世界一企業が活動しやすくなる規制緩和が次々に行われ、それにより本当に国民経済の発展及び国民生活の向上に寄与することになるのか。これまで安倍政権が推し進めてきた政策の数々を見ている限り、あり得ないと断言するしかない状況です。
消費税の増税分は全額社会保障に使うと言いながら、後期高齢者874万人は保険料が引き上げられ、児童扶養手当は減額、生活保護費用は10%引下げが決定され、それと連動する最低賃金は上がりづらくなり、派遣法では派遣会社が大喜び、雇う企業も継続的に安く雇用できてうれしいことでしょう。残業代ゼロ法案は、1075万円以上の人が対象と言いながら、この先、その要件は経団連の要求どおり下げられていくことも見え見えで、労働者は、金銭的にも身体的にも精神的にも、ただでさえ厳しい状態からより厳しい状況に追い込まれます。

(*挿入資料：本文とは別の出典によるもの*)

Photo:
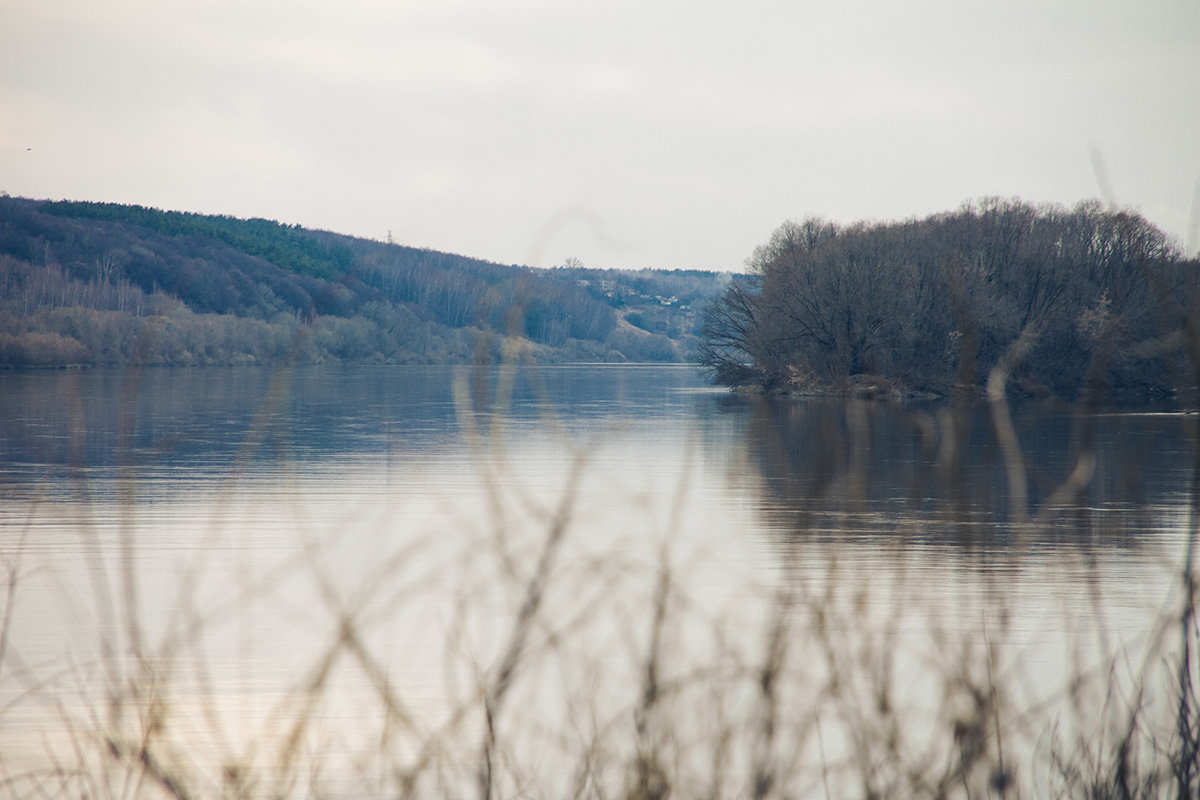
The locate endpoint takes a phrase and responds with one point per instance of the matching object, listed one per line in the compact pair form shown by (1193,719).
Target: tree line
(1068,299)
(85,283)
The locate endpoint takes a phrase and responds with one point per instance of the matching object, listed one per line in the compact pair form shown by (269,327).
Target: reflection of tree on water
(936,475)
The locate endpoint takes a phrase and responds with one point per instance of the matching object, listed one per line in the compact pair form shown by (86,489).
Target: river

そこに、外国人労働者の入口となる本法案改正で間口が広がっていけば、この国に生きる人々の労働環境はどうなっていくでしょうか。これらの背景には、経済団体の提言などのリクエストが存在しています。企業がもうかれば雇用が増えても賃金は上がるという政治的な掛け声は現実的にはあり得ないと多くの庶民が身をもって経験し、それに気付いています。

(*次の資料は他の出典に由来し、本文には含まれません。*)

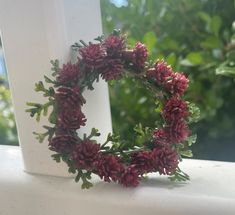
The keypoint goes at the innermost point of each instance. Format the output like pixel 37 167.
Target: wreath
pixel 155 149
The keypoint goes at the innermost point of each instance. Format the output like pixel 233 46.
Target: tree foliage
pixel 194 37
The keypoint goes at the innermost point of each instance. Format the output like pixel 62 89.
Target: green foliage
pixel 194 37
pixel 8 133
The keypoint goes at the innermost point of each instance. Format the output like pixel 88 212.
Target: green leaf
pixel 187 153
pixel 226 71
pixel 231 55
pixel 204 16
pixel 194 112
pixel 150 40
pixel 171 59
pixel 215 25
pixel 195 58
pixel 191 139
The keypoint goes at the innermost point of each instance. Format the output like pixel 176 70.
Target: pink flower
pixel 178 84
pixel 161 137
pixel 175 109
pixel 86 155
pixel 69 97
pixel 93 55
pixel 143 161
pixel 109 168
pixel 63 143
pixel 130 177
pixel 139 55
pixel 112 69
pixel 69 73
pixel 166 159
pixel 114 45
pixel 71 118
pixel 178 131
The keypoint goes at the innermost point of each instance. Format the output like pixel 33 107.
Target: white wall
pixel 33 32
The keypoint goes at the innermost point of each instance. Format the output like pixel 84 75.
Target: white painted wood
pixel 33 32
pixel 211 191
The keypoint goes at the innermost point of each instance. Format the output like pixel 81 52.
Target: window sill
pixel 210 191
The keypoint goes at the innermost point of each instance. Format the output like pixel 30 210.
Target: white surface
pixel 33 32
pixel 210 191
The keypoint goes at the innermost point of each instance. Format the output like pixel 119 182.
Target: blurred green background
pixel 196 37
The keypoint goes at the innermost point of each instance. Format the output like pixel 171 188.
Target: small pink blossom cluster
pixel 108 59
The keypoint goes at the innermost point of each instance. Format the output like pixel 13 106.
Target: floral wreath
pixel 161 148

国税庁調べで、正規の平均年収473万円、非正規の平均年収168万円。安倍政権発足当初、2013年1月と2015年5月を比べると、確かに役員を除く雇用者数は113万人増えていますが、内容を見ると、正規雇用は減り、非正規労働者が126万人増えているのが現状です。
働き方の多様化とは聞こえがいいが、賃金の格差を見れば、それもおまじない程度の話であったと労働者の多くは理解しています。全国津々浦々まで好景気が実感できるまでに、この国に生きる人々は何度生まれ変わらなければならないのでしょうか。掛け声だけは美しく、たくましく、勇ましい。現実を見ていただきたい。我が国に生きる6人に1人が貧困、単身女性の3人に1人が貧困、年収200万円未満のワーキングプアと呼ばれる人々は1100万人を超え、貯金ゼロ世帯は31%、非正規労働者はもうすぐ四割という状況。
企業がもうかれば、世界一企業が活動しやすくなる規制緩和が行われれば行われるほど国民経済の発展及び国民生活の向上に寄与するなどのおとぎ話は、ふだんの政治的決定を見れば現実的ではないということが明らかです。これ以上、大企業優遇の政策を続ければ、持続可能な未来は閉ざされてしまいます。
国家戦略特区法第一条の目的の最後の部分にある「国民経済の発展及び国民生活の向上に寄与することを目的とする。」、このことを本気で考えるならば、国家戦略特区、構造改革特区が開く未来は、この国に生きる人々にとって本当に必要なものではないと申し上げて、私の反対討論を終わります。